An empirical approach to model selection through validation for censored survival data

  • Authors:
  • Ickwon Choi;Brian J. Wells;Changhong Yu;Michael W. Kattan

  • Affiliations:
  • Department of Electrical Engineering and Computer Science, Case Western Reserve University, Cleveland, OH 44106, USA;Department of Quantitative Health Sciences, Cleveland Clinic Foundation, 9500 Euclid Avenue, JJN3, Cleveland, OH 44195, USA;Department of Quantitative Health Sciences, Cleveland Clinic Foundation, 9500 Euclid Avenue, JJN3, Cleveland, OH 44195, USA;Department of Quantitative Health Sciences, Cleveland Clinic Foundation, 9500 Euclid Avenue, JJN3, Cleveland, OH 44195, USA

  • Venue:
  • Journal of Biomedical Informatics
  • Year:
  • 2011

Quantified Score

Hi-index 0.00

Visualization

Abstract

Medical prognostic models can be designed to predict the future course or outcome of disease progression after diagnosis or treatment. The existing variable selection methods may be precluded by full model advocates when we build a prediction model owing to their estimation bias and selection bias in right-censored time-to-event data. If our objective is to optimize predictive performance by some criterion, we can often achieve a reduced model that has a little bias with low variance, but whose overall performance is enhanced. To accomplish this goal, we propose a new variable selection approach that combines Stepwise Tuning in the Maximum Concordance Index (STMC) with Forward Nested Subset Selection (FNSS) in two stages. In the first stage, the proposed variable selection is employed to identify the best subset of risk factors optimized with the concordance index using inner cross-validation for optimism correction in the outer loop of cross-validation, yielding potentially different final models for each of the folds. We then feed the intermediate results of the prior stage into another selection method in the second stage to resolve the overfitting problem and to select a final model from the variation of predictors in the selected models.
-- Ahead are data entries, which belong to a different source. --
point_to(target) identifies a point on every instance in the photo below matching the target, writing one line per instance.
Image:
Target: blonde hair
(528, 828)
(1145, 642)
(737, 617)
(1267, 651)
Two case studies on relatively different sized survival data sets as well as a simulation study demonstrate that the proposed approach is able to select an improved and reduced average model under a sufficient sample and event size compared with other selection methods such as stepwise selection using the likelihood ratio test, Akaike Information Criterion (AIC), and lasso. Finally, we achieve better final models in each dataset than their full models by most measures. These results of the model selection models and the final models are assessed in a systematic scheme through validation for the independent performance.